| Ecological Descriptors
||Wor, Cru, Mol
(C) Dr P Ryan/ RyanPhotographic
Torpediform body is pale tan with a distinctive yellow stripe from the eye to the tail. Tail also yellow. Upper body may have shadings ranging from blue to olive or red. Fins, other than the tail, may be white or yellowish. Two barbels under the tip of the chin.
Found over sandy areas of lagoons and seaward reefs, seagrass beds, sedimentary rocks, sand, and brown algae. Down to 50 m. Often in schools. It uses 2 long barbels equipped with chemoreceptors to feed in large schools over sand on polychaete worms, clams, puncluids, isopods, amphipods and other crustaceans. It tends to form groups near reefs when not feeding. It forms heterotypic schools with Haemulon spp. as well as wrasses, surgeonfishes and other common reef species. When they do not use the barbels, they are hidden in a groove. Feeding on benthic invertebrates.

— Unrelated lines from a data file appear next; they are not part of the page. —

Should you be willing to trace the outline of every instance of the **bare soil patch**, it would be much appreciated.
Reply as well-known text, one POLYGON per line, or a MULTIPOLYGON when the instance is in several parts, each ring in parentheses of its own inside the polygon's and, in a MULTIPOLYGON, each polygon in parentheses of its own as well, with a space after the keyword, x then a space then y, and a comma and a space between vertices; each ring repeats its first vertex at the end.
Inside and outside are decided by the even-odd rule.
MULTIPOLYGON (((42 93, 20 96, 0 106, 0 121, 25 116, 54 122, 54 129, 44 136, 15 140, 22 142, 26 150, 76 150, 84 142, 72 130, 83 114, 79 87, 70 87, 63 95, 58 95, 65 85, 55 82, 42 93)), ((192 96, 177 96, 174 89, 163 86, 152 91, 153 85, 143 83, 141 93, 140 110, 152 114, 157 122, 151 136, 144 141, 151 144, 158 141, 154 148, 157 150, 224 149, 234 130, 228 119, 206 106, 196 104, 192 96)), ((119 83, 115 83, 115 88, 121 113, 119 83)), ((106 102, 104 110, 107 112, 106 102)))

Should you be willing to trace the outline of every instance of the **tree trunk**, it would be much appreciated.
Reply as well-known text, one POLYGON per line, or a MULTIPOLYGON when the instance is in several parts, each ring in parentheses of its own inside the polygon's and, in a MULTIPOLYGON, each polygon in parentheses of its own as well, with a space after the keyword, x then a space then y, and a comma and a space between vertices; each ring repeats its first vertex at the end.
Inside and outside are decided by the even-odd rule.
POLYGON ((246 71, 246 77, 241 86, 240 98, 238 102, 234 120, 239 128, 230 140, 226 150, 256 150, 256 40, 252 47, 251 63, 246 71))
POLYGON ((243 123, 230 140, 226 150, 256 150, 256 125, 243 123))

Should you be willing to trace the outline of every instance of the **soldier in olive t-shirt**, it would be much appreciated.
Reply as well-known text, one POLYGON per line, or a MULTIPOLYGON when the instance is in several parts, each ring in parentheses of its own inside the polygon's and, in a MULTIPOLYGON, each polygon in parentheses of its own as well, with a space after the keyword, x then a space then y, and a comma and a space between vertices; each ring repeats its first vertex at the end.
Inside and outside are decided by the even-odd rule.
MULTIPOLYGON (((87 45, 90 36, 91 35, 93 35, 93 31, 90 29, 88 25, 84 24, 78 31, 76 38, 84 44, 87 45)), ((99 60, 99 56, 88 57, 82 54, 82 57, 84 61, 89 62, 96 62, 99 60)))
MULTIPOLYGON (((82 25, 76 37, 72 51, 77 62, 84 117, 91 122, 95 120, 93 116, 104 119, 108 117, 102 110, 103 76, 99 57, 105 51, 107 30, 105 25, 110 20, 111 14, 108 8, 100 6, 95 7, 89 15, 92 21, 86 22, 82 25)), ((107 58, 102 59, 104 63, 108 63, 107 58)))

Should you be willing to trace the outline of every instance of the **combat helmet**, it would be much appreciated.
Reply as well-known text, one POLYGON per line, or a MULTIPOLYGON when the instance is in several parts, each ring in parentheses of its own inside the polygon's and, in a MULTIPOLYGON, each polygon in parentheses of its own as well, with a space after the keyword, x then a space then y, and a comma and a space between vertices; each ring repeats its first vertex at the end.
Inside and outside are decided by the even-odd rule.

Juveniles common in seagrass beds
First maturity for males occurs at 18.5 cm (118g) and females at or before 17.5 cm (90g) with full maturity attained within one centimeter of these measurements. Males are usually larger and tend to be more abundant then females which suggests sexual dimorphism in relative or absolute growth rates or mortality rates. Males have a slower growth rate than females. Spawning primarily takes place from March to April and then September to October.